Most “New” Ideas Are Just Early Ideas Finally Working

There’s a useful way to think about innovation that doesn’t get discussed enough.

A lot of what we call new has already been tried. Sometimes recently. Sometimes decades ago. The core idea shows up, someone builds it, it doesn’t quite work, and then it comes back later under slightly different conditions.

If you look at how things actually get built over time, the same categories keep reappearing. Communication, payments, transport, coordination, health. People keep taking runs at them as the world changes around them.

What tends to determine the outcome is whether the surrounding conditions support the idea at that moment.

That’s why looking at earlier attempts is more than just interesting. It’s a practical way to judge whether something might work now.

If something failed before, the useful question is what stopped it from working at the time. Once you understand that, you can look at whether those constraints still exist.

A few examples help ground this.

General Magic tried to build a handheld device with messaging, apps, and networked services in the 90s. It didn’t get traction. There was no real mobile internet, hardware was limited, and battery life made it impractical. The idea itself carried forward. The conditions caught up later.

Webvan built online grocery delivery before people were used to ordering things online. They invested heavily in infrastructure and couldn’t make the economics work. Demand wasn’t concentrated enough, logistics software wasn’t mature, and behavior hadn’t shifted yet. The same model later works because those pieces fell into place.

Digital money showed up earlier than most people realize. Early systems were technically sound but had no real distribution and limited usage. Now digital payments are a default in many places.

Tablets were shipped before they made sense. The early versions were slow and awkward. A few years later, the same concept works because the underlying components improved and there was a real ecosystem around it.

When you look across these, it comes down to a few recurring constraints. Compute, cost, infrastructure, and behavior. When one or more of these changes, ideas that didn’t work before start to look viable.

The list of areas where this applies is long.

Autonomous vehicles have been worked on for decades. Progress picked up once perception systems and compute improved.

Vertical farming has been around since the 70s. It starts to make more sense once lighting efficiency and environmental controls improve.

Voice interfaces existed long before they became usable. They needed better models and more data.

Remote work was possible in theory long before it became common. It needed reliable connectivity and a shift in how people operate day to day.

Some areas are still developing.

General-purpose robotics is still limited outside structured environments. Brain-computer interfaces are still early. Carbon capture is improving but still expensive. Fully autonomous supply chains are still not widely deployed.

Then there are cases where multiple attempts have been made and the outcome is still unclear.

Virtual reality is one of the more interesting ones.

The hardware has improved significantly. The experience is better than it used to be. It still hasn’t become part of everyday life for most people.

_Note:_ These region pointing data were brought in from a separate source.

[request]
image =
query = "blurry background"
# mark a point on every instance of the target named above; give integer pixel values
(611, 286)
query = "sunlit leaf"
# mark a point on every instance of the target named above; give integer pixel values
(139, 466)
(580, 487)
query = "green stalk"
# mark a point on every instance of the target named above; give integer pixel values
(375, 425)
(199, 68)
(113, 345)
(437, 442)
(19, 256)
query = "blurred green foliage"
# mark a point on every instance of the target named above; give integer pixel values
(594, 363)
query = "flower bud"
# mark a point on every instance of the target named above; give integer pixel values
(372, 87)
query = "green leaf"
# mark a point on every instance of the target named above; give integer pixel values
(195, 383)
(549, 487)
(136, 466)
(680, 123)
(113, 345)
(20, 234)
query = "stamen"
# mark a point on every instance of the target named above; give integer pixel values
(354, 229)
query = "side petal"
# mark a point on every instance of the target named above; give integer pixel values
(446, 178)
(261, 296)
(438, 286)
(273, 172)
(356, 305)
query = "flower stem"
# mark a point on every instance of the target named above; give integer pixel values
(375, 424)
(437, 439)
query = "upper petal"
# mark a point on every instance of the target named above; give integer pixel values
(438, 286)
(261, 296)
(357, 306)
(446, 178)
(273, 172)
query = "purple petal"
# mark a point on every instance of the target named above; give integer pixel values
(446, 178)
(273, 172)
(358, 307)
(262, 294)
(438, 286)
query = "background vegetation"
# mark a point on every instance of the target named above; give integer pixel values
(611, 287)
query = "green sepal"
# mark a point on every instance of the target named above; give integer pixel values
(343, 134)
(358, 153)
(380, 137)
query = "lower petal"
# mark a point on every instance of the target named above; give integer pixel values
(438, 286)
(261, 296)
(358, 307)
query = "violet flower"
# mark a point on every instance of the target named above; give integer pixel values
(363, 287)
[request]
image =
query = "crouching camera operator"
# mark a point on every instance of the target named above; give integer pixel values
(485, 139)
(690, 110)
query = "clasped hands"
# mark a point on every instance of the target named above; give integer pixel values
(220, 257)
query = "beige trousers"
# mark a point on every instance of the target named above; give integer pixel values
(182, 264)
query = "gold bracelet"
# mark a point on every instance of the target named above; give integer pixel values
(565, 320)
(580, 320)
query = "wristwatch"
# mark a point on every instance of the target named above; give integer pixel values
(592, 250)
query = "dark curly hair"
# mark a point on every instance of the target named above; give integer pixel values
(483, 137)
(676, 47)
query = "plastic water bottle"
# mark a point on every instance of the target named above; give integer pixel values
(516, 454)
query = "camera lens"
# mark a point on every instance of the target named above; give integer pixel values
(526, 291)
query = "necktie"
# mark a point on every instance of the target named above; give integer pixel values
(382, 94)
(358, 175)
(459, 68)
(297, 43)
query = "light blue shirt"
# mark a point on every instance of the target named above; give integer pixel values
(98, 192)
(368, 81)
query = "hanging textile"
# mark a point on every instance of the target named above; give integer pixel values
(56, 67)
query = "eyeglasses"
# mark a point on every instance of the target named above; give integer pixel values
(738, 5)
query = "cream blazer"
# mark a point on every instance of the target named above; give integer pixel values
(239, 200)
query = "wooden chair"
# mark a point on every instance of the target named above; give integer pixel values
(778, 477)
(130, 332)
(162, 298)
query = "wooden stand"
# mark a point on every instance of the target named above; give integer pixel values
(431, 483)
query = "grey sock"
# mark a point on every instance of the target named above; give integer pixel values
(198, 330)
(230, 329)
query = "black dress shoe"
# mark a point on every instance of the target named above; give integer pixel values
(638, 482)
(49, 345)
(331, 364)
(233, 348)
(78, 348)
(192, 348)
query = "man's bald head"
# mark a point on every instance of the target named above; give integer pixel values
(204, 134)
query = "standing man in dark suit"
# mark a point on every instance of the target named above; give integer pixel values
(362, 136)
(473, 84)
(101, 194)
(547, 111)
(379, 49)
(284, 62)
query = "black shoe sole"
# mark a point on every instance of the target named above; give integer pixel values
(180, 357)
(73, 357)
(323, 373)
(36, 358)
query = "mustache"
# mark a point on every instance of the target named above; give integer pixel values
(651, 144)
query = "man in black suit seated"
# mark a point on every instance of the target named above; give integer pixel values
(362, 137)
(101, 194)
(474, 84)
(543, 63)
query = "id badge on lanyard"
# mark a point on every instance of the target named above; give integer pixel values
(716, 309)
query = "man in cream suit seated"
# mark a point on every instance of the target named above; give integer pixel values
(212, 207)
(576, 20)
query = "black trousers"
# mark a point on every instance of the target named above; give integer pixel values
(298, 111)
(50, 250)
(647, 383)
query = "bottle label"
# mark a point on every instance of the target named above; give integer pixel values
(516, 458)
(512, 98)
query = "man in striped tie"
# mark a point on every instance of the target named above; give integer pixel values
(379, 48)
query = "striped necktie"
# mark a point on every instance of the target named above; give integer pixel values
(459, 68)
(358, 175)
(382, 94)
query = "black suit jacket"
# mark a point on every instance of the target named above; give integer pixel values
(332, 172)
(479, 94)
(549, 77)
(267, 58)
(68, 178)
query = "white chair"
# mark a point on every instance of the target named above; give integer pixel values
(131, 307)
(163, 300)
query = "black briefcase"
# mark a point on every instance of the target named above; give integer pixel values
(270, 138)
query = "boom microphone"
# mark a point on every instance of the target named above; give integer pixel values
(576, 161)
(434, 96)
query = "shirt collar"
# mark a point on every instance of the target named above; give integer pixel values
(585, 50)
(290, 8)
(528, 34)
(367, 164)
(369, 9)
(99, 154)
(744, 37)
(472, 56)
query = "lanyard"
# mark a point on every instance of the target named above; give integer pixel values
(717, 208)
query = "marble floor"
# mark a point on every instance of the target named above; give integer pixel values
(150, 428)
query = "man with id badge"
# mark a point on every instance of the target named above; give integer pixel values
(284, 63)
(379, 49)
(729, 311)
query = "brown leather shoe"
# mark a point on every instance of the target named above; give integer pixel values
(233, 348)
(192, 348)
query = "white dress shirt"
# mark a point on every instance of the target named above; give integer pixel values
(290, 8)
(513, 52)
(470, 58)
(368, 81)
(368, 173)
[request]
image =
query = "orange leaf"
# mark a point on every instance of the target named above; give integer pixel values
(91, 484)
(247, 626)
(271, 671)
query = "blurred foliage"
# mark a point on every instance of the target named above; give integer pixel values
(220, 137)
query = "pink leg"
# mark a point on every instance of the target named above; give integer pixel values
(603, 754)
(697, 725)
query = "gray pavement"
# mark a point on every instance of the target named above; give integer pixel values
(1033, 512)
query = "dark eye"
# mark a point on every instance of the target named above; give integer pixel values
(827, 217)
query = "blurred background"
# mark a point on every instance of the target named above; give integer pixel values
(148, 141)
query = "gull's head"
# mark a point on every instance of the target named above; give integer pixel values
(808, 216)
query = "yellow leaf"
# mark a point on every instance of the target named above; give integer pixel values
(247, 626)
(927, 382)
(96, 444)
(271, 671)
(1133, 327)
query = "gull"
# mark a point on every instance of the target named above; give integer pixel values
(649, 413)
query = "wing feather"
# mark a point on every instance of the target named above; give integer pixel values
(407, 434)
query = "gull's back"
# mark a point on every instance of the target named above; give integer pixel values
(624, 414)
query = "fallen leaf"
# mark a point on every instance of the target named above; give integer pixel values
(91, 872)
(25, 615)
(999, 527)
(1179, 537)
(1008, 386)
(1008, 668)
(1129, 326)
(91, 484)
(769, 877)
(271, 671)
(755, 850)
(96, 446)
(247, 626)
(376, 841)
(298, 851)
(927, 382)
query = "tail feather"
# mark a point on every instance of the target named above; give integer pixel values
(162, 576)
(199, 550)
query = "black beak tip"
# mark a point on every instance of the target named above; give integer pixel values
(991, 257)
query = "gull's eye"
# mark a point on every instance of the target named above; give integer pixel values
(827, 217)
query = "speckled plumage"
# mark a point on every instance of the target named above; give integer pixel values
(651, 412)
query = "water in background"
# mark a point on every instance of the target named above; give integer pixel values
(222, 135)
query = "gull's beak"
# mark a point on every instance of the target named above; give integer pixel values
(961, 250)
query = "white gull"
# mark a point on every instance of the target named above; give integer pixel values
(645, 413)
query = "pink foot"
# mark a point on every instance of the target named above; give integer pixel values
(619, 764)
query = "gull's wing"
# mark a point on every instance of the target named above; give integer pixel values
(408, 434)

Some of the constraints here are technical. Some relate to comfort, motion sickness, and how people actually want to spend their time. It’s not obvious yet how broadly it fits into daily behavior.

One thing that becomes clearer when you look at these histories is that innovation cycles don’t always take decades.

Sometimes the gap between attempts is much shorter.

Airbnb is a good example of that.

Short-term rentals and home-sharing existed before Airbnb. The idea of renting out spare space was not new. What changed was the timing.

It launched into the global financial crisis, when people were more open to finding cheaper accommodation and also more willing to monetize spare rooms to generate income. Payments infrastructure was better, smartphones made discovery easier, and trust systems like reviews were more accepted.

Those conditions came together in a way that allowed it to scale quickly.

That’s an important point. You don’t always need a long gap between attempts. Sometimes the difference is a narrow window where behavior, infrastructure, and incentives line up.

Another pattern that shows up is how teams approach the problem.

Some stay focused on the underlying problem and adjust their approach over time. Others get tied to a specific method or technology.

In AI, early efforts focused on manually encoding rules. That approach didn’t scale well. More recent approaches rely on data and learning, which handles complexity differently.

In space, newer companies run more iterative programs and learn from repeated attempts rather than trying to get everything right upfront.

How flexible a team is in adjusting its approach affects whether it can keep moving when something doesn’t work.

Right now, several underlying constraints are shifting at once.

Compute is more accessible. Sensors are cheaper and more widespread. Software is being applied more directly to physical systems. There’s more capital going into industrial and hardware problems again.

When that happens, older ideas tend to come back into focus.

A useful way to look for opportunities is to start with things that didn’t work before and understand why.

If the reason they failed has changed, it’s worth taking another look.

This doesn’t guarantee anything. It does help filter for ideas that have a better chance of working in the current environment.

Most people focus on what feels new. Spending time on what has already been tried gives you a clearer view of what might actually work now.